It Looked Different on the Model - Laurie Notaro [37]
“You know it skeeves me!” she said as she dumped a towel into my arms. “I’m not picking up your hair and neither is my cleaning lady Patricia! The last time I went into a bathroom after you left it, I thought some monkey war had happened in there!”
“I was using Sun-In then, Mom!” I protested with a sneer. “You spray that shit all over your head and see what your scalp manages to hang on to! Everyone knew it! Even the FDA! Kmart should never have been selling it!”
Frankly, it wasn’t just my mother who had difficulty with the transition of having her daughter return for a week. I don’t think my Dad was ready for me to come back home, either. I think it had been a long time since he was forced to make conversation at the kitchen table over coffee, especially with the person who had been canceling out his vote in every single election since the mid-eighties.
“So,” he said with a chipper, good-morning smile. “That president of yours doesn’t seem to be able to cough up his birth certificate.”
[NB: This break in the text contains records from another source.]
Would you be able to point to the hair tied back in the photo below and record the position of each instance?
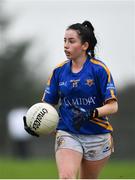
(88, 25)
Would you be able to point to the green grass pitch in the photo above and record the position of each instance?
(46, 169)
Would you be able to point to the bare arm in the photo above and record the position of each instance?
(109, 108)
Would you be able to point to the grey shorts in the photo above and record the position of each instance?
(93, 147)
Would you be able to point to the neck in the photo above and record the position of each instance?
(78, 62)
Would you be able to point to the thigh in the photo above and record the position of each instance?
(92, 169)
(68, 163)
(69, 154)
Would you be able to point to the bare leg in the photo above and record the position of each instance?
(92, 169)
(68, 163)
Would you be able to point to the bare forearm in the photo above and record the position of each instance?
(108, 109)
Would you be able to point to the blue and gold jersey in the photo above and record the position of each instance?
(90, 88)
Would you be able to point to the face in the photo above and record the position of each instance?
(73, 46)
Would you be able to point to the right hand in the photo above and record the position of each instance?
(27, 129)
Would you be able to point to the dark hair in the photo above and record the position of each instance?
(86, 33)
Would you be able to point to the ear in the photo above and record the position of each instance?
(85, 46)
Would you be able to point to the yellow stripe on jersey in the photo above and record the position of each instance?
(101, 64)
(102, 123)
(60, 65)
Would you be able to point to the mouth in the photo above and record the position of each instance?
(67, 53)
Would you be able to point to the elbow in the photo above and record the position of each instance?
(115, 109)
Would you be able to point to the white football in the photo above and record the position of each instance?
(42, 118)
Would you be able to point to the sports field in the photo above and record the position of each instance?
(46, 169)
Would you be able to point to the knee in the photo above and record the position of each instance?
(67, 175)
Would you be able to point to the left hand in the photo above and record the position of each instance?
(80, 116)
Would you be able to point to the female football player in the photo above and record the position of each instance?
(87, 95)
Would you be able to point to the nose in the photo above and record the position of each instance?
(66, 45)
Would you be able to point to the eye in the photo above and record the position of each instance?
(72, 41)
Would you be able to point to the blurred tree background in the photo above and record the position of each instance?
(20, 88)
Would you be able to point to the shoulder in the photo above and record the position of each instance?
(62, 64)
(99, 66)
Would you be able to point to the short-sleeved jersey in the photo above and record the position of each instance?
(90, 88)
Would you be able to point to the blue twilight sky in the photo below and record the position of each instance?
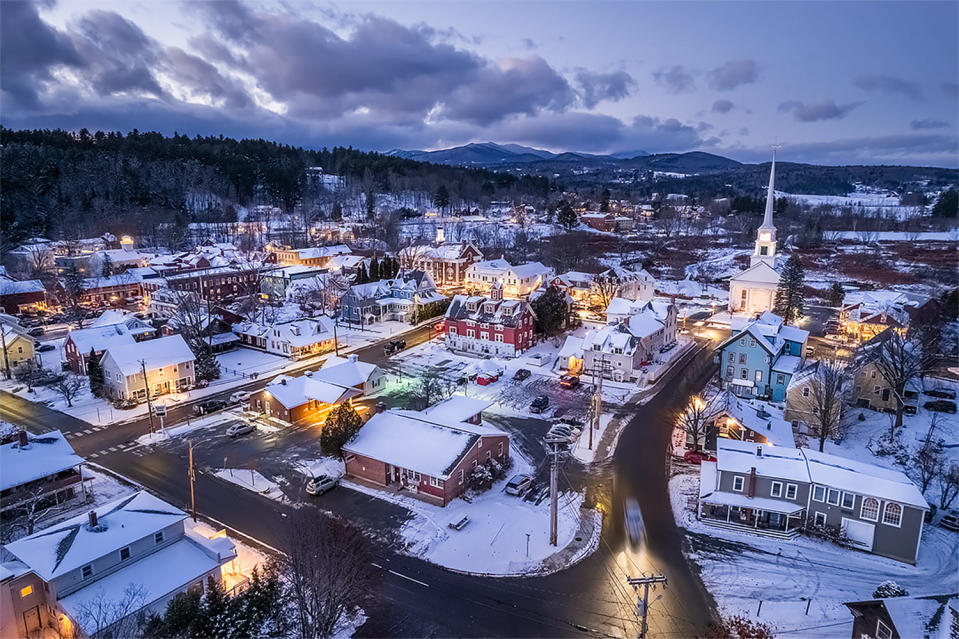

“Dad,” I said, my eyes still half closed, being that I had been awake for eight minutes. “I don’t even have a bra on yet. Maybe we should save the birther debate for Mid-Morning Snack Time. Give us something to live for.”
“All right then,” he agreed. “I noticed from my office window that you parked facing the wrong side of the street yesterday afternoon for fifteen to twenty minutes, at about four, four fifteen P.M. You know you’re going to get a ticket for that. Everyone on this street obeys the law.”
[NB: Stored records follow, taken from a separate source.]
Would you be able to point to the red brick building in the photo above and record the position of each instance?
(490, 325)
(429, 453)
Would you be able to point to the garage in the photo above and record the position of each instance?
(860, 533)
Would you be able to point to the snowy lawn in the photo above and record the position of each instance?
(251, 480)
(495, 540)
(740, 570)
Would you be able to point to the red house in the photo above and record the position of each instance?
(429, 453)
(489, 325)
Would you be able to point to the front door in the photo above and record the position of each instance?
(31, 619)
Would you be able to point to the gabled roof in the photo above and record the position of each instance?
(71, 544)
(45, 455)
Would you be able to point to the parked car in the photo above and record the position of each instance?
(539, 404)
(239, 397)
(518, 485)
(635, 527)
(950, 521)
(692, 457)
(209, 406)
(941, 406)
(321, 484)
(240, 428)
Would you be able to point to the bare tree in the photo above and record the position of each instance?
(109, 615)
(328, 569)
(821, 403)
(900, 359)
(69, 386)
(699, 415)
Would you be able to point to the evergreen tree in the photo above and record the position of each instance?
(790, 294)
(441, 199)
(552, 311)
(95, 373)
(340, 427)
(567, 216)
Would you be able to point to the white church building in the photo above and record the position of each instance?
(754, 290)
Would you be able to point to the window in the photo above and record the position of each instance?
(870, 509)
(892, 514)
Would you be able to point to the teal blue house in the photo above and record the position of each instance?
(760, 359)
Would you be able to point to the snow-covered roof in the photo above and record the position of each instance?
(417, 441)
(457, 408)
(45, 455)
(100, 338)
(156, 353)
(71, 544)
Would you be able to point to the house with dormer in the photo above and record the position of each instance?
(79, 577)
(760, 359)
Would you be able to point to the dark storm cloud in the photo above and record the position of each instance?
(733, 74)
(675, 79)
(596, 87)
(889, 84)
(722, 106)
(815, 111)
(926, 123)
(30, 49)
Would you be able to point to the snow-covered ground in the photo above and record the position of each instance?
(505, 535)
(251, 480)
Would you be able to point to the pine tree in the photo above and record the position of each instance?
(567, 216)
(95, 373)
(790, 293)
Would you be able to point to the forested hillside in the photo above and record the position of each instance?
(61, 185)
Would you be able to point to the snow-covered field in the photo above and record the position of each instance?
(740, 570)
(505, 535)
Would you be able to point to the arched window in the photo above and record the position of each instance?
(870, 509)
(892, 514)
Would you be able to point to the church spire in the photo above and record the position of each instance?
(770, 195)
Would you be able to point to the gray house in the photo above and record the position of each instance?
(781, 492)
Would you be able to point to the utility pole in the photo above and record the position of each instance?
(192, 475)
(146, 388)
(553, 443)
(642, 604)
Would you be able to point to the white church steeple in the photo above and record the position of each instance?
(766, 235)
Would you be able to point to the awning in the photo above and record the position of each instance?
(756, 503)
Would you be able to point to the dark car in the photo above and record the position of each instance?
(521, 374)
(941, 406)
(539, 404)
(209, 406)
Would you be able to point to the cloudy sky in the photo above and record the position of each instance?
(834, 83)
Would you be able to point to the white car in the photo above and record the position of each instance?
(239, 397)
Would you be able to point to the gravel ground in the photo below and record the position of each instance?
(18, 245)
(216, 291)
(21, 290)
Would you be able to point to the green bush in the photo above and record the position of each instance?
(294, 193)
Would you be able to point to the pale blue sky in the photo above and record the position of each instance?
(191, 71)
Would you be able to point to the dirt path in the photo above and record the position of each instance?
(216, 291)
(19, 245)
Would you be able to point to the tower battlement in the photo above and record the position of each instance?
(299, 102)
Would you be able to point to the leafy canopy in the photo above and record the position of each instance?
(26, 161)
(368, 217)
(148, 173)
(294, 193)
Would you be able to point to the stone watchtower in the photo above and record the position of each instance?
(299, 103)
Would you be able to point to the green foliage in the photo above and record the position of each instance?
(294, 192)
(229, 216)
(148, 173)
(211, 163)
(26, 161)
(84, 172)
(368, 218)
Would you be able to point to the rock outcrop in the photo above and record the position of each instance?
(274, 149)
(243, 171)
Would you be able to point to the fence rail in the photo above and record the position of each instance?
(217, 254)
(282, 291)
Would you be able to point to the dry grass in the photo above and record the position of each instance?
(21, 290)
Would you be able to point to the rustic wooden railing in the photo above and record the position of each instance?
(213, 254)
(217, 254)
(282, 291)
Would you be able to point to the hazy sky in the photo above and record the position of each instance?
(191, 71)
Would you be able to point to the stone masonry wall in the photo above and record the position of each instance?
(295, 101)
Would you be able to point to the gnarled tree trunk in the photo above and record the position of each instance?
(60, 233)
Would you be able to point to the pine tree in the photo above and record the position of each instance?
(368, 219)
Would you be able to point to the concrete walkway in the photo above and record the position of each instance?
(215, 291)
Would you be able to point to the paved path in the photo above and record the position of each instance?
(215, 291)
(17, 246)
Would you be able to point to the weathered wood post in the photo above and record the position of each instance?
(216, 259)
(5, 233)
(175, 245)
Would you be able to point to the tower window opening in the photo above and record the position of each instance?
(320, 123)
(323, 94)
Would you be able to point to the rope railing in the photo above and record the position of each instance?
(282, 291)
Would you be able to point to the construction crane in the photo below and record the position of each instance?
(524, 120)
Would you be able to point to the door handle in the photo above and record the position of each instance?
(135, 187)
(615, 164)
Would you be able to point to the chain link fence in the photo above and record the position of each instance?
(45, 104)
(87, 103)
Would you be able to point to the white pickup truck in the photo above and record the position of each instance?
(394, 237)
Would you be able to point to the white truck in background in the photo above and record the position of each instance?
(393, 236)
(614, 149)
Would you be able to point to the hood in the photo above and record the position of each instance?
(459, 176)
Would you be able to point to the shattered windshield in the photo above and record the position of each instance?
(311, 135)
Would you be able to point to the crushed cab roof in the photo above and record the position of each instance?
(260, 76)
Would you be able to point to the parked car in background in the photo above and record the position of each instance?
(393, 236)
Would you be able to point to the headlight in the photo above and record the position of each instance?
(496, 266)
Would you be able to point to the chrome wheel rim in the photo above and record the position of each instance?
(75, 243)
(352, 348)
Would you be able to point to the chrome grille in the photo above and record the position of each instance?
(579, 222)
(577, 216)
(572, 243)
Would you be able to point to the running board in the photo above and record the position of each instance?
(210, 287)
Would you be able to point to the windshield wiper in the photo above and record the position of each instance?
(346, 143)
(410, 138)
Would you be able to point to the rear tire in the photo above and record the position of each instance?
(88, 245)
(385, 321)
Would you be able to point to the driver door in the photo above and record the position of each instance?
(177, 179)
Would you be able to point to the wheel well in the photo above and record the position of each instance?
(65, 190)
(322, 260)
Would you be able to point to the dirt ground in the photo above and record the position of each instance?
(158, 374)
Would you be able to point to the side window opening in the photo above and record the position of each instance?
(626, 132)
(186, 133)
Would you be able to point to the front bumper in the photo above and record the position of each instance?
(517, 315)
“Dad,” I said, now that I had been awake for eight minutes and fifteen seconds. “No cop has ever set foot on that asphalt, and if they have, it’s because someone saw a car driving down the street that was a model older than 2005 and they panicked.”
“Your mother deleted all of my very important emails,” he started again. “I had them all filed in my trash folder, and if I had wanted to throw them away, they wouldn’t have still been in the trash folder. Do you know how to get them back?”
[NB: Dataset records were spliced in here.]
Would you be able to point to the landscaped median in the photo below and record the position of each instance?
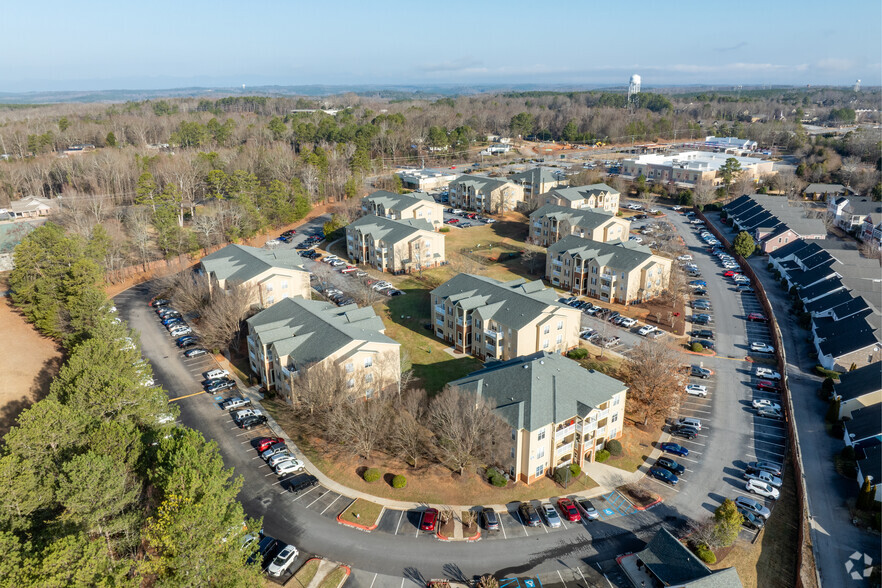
(361, 514)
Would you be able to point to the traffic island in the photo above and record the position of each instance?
(361, 514)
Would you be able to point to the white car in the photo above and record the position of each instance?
(288, 466)
(763, 403)
(696, 390)
(767, 373)
(282, 561)
(761, 476)
(761, 347)
(762, 489)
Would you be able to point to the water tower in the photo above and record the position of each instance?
(633, 86)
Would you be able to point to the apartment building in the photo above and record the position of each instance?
(413, 205)
(501, 320)
(483, 194)
(552, 222)
(621, 271)
(294, 335)
(273, 274)
(597, 196)
(396, 246)
(559, 412)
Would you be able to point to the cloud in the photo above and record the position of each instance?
(734, 47)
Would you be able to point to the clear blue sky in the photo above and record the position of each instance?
(91, 44)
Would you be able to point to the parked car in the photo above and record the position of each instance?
(674, 448)
(761, 488)
(429, 519)
(568, 510)
(753, 506)
(670, 465)
(489, 519)
(528, 515)
(696, 390)
(282, 561)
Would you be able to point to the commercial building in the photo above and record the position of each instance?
(502, 320)
(413, 205)
(559, 412)
(622, 271)
(425, 179)
(271, 274)
(483, 194)
(596, 196)
(551, 223)
(295, 335)
(396, 246)
(690, 167)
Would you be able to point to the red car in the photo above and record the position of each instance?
(429, 519)
(264, 443)
(568, 510)
(767, 386)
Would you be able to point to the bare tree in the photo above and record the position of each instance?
(653, 374)
(467, 429)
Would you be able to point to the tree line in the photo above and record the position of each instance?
(98, 486)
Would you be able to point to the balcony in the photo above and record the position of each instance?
(561, 433)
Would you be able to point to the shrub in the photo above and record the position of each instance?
(578, 353)
(614, 447)
(705, 554)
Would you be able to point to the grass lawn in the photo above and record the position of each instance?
(305, 574)
(368, 512)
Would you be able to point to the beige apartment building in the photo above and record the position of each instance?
(487, 195)
(552, 222)
(396, 246)
(598, 196)
(501, 320)
(559, 412)
(274, 274)
(413, 205)
(621, 271)
(295, 335)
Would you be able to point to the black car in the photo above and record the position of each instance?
(252, 421)
(670, 465)
(528, 515)
(489, 519)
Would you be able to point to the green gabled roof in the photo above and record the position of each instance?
(531, 391)
(241, 263)
(389, 230)
(621, 255)
(311, 330)
(574, 193)
(394, 201)
(516, 303)
(586, 218)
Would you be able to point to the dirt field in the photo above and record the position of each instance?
(28, 363)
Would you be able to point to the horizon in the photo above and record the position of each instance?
(221, 45)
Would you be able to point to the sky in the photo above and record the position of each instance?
(50, 45)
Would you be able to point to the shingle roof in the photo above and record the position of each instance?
(621, 255)
(514, 304)
(240, 263)
(534, 390)
(859, 382)
(574, 193)
(387, 229)
(312, 330)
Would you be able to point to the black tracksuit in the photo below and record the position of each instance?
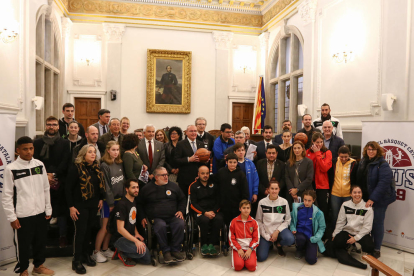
(206, 199)
(233, 189)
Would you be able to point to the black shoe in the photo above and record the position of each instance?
(179, 256)
(78, 267)
(168, 258)
(86, 259)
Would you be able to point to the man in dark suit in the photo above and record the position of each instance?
(269, 168)
(286, 125)
(152, 152)
(186, 159)
(333, 143)
(202, 135)
(262, 145)
(102, 125)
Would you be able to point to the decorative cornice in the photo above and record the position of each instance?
(223, 40)
(307, 11)
(113, 32)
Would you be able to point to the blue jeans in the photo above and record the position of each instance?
(336, 203)
(378, 226)
(285, 238)
(130, 250)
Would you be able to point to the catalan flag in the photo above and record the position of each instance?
(260, 109)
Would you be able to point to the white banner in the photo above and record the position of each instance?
(397, 139)
(7, 143)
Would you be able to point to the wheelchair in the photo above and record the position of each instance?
(153, 246)
(194, 231)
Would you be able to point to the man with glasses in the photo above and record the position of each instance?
(163, 203)
(222, 142)
(186, 159)
(202, 135)
(54, 152)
“I wouldn’t have the slightest idea,” I said, knowing it was unwise to tackle that debacle with or without underwire support. “But if there’s anything you can do to get her to stop wearing the shorty showgirl nightgown, I’m all for it.”
“Damnit,” he said, wincing. “I’m gonna have to call The Geek. Gonna have to call The Geek. Did you know they found the Garden of Eden in Iraq? It’s starting to grow back.”
“I don’t know how hard Glenn Beck was crying when he told you that,” I said, getting up and throwing my napkin onto the table in a feeble act of surrender. “But you might want to get a second source. I’m going to go pull my hair out in the shower now.”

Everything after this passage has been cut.